Media The Smaller Seattle Times
posted by November 4 at 15:01 PMon
A source at the Seattle Times shares more details on the 100 layoffs announced yesterday. Managers have notified employees that they will be paring down the sections. The weekday edition is being reduced to just three sections: Main, local, and sports. All the Lifestyle content will be folded into the local and main sections, and Northwest Life’s food, wine and garden sections are being eliminated. There will be no more Saturday inserts. The last day for those who get the pinks slips will be December 12. There’s still no announcement on who is getting cut—but the above housecleaning, the source says, suggests the layoffs aren’t over.
A letter sent yesterday from Frank Blethen and Carolyn Kelly to the Times’s employees is pasted below the jump.
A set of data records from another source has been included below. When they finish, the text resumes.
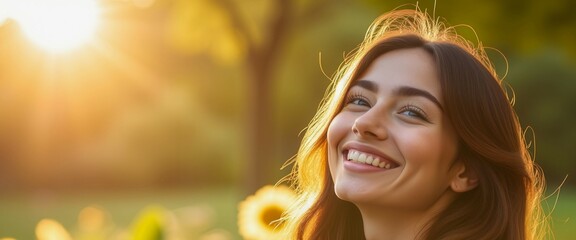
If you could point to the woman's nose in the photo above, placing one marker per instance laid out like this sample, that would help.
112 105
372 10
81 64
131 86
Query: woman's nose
371 124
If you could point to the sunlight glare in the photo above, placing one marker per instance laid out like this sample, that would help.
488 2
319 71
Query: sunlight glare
58 25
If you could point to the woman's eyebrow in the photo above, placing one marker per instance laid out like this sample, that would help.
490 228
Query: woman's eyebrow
366 84
406 91
402 91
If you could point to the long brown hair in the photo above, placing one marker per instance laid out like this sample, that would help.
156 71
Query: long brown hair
506 203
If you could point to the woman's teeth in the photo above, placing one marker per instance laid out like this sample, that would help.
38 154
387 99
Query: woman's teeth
368 159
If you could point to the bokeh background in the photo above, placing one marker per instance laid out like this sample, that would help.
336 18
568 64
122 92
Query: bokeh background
200 102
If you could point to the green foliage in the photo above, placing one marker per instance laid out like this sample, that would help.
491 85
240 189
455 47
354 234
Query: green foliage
544 85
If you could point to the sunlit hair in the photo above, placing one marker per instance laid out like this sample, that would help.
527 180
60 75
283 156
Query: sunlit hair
506 202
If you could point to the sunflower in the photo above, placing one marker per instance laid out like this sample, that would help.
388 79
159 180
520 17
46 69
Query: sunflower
259 216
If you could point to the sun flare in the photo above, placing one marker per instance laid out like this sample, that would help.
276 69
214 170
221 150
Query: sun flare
57 25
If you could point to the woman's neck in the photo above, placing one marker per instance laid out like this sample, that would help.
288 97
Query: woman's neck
382 223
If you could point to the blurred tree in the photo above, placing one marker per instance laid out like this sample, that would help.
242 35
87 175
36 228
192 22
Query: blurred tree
251 34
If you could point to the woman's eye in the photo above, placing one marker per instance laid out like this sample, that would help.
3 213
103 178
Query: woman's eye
413 112
359 101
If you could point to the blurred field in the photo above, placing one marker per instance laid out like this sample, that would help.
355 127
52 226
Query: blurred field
20 214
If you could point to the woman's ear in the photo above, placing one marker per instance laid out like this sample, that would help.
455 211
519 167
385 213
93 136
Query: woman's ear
464 179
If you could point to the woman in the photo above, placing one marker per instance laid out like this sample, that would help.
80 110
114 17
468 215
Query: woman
416 139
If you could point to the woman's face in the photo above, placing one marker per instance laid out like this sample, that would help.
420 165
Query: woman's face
391 144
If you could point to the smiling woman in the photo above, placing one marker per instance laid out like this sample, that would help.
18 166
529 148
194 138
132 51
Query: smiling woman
56 25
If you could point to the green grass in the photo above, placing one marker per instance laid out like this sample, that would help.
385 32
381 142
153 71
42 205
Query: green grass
19 214
563 218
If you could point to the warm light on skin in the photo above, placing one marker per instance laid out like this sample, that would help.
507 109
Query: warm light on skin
57 25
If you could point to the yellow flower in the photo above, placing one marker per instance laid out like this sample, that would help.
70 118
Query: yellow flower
48 229
259 216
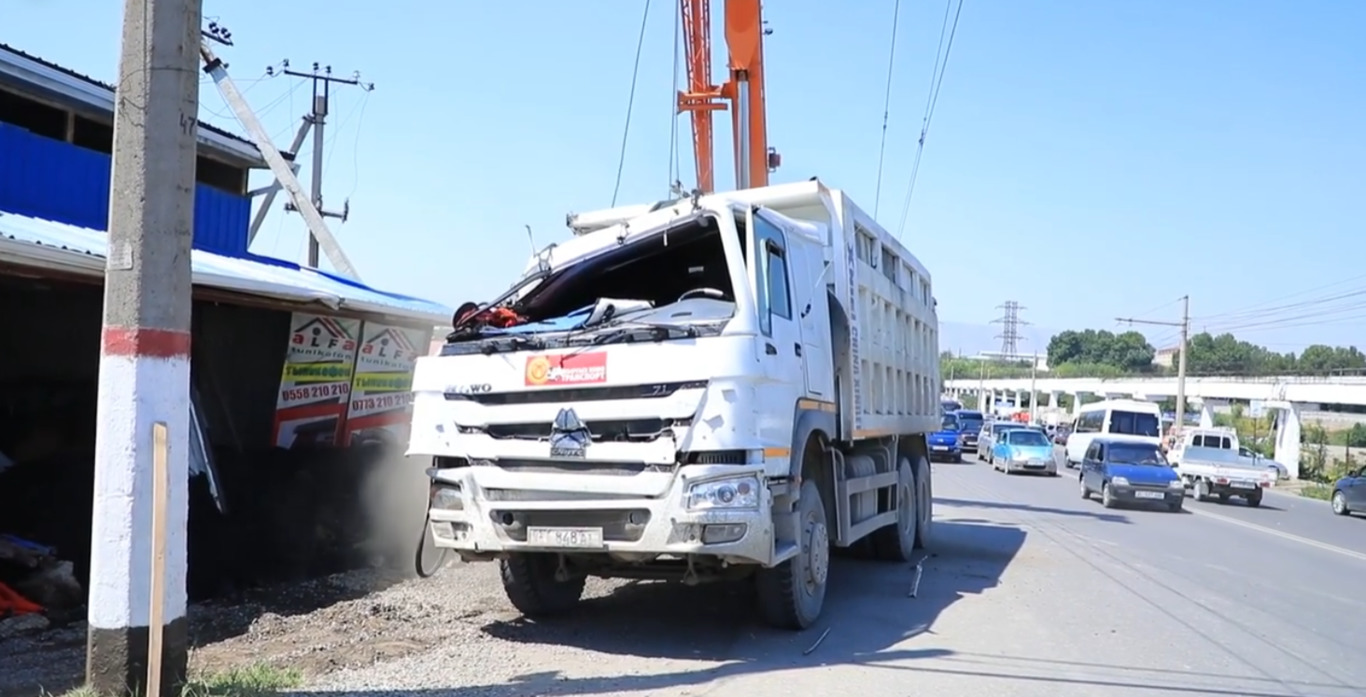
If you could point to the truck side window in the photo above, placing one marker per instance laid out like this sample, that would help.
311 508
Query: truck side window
777 290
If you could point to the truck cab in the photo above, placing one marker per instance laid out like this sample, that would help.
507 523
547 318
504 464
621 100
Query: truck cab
678 392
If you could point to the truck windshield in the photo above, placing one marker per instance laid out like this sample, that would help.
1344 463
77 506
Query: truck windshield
1135 424
970 421
1134 454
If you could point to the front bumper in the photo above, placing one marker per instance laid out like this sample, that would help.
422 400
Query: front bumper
1141 494
496 509
945 450
1040 466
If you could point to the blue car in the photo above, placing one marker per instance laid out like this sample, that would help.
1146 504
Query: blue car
1130 472
947 443
1023 450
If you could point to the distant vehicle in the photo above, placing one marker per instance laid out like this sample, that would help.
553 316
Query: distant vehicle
1221 473
986 438
1023 450
947 443
1124 470
1350 494
1060 433
970 422
1128 418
TO: Seattle Times Employees FROM: Frank Blethen and Carolyn Kelly DATE: November 3, 2008 Even in this unprecedented national economic crisis our newspaper readership and online audience continue to be strong and stable. The Seattle Times Company’s print and online network reaches 70% of the adults in King and Snohomish counties. We are, by far and away, the area’s leading and most popular provider of news and information. And we are also the leading and most effective medium for area advertisers. With so much challenging news, it’s instructive to note that:
- The Seattle Times was one of the only metro newspapers in the United States to actually grow circulation from 2000 through 2007
- The Seattle Times Company’s online network is the most dominant online news network in the state
- seattletimes.com recently ranked among the top 16 newspaper Web sites nationally
But even with this great readership and audience success, we have had to adjust to structural industry changes which have reduced advertising revenue in all media, worldwide. Even the growth of online revenue has stalled in this world economic slowdown.
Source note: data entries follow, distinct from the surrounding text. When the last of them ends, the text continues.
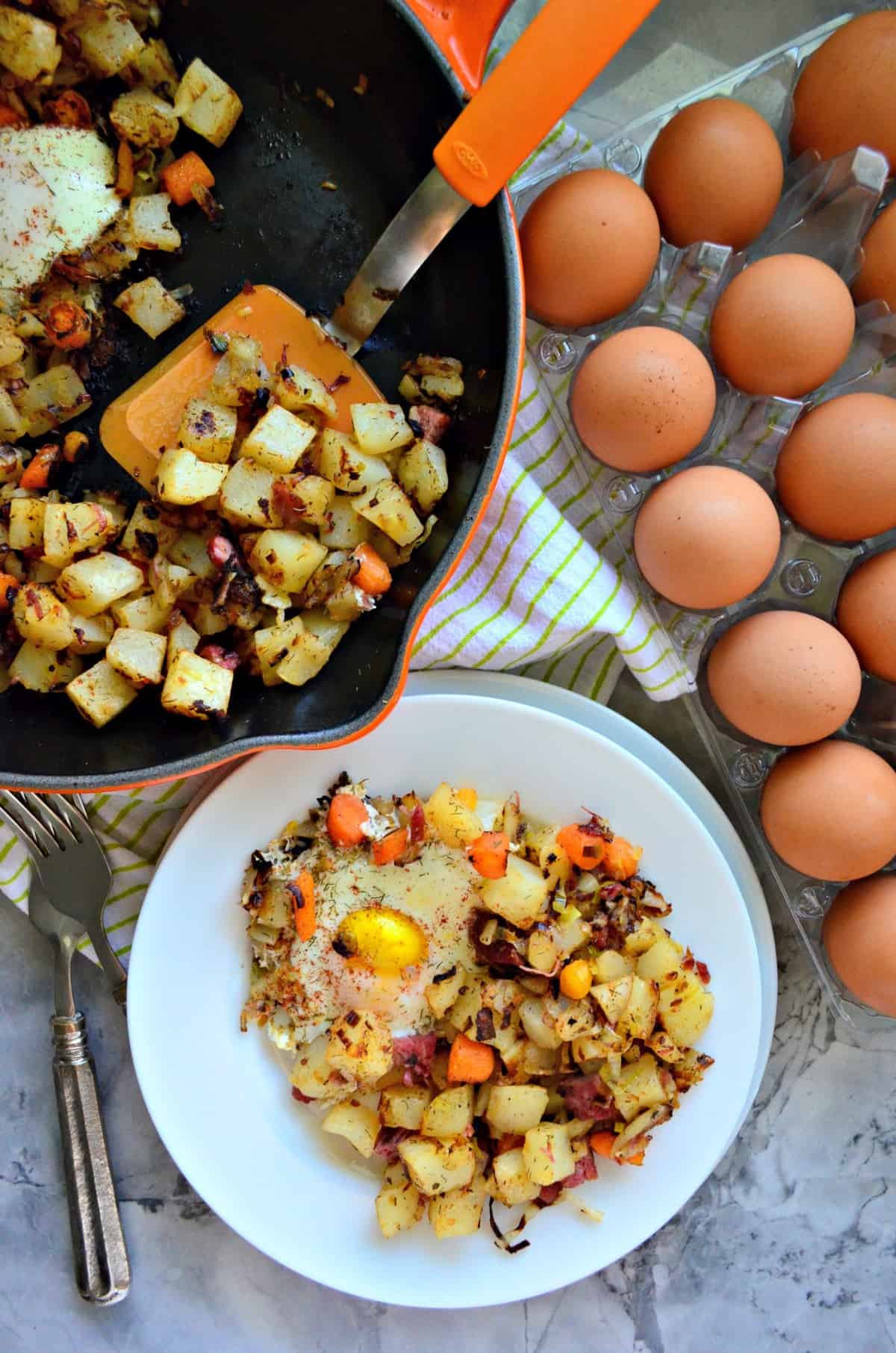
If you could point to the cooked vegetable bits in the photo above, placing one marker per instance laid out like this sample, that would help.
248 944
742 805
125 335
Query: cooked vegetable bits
489 1004
268 535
Prior to the country’s current financial crisis, the Seattle Times Company did an excellent job making necessary adjustments in staffing and infrastructure in response to the structural changes in the newspaper/electronic media business. Unfortunately, today’s economic situation is forecast to last through 2009 and possibly into 2010. Like almost every other business, we are now forced to further downsize the Seattle Times Company to adjust to the economic malaise.
Within your departments today you will hear more detail about the steps being taken for the 2009 budget, including the staff positions being reduced.
Among the most difficult is the workforce reduction of approximately 130-150 positions, a combination of voluntary separations and layoffs. Additionally, there will be reductions in hours for some groups. In certain job categories, Expressions of Interest (voluntary separations) are being considered. Specifics will be communicated within departments.
As the 2009 budgeting process continues, there will be additional expense reductions, which may include additional layoffs.
As difficult as these operating decisions are, it is important to remember we have been here for 112 years, weathering many ups and downs, and these budget actions are necessary to respond to the current economic conditions and to position our newspaper and online operations for many more years of success and community service.
As always, we are deeply appreciative of your contributions as a member of The Times family.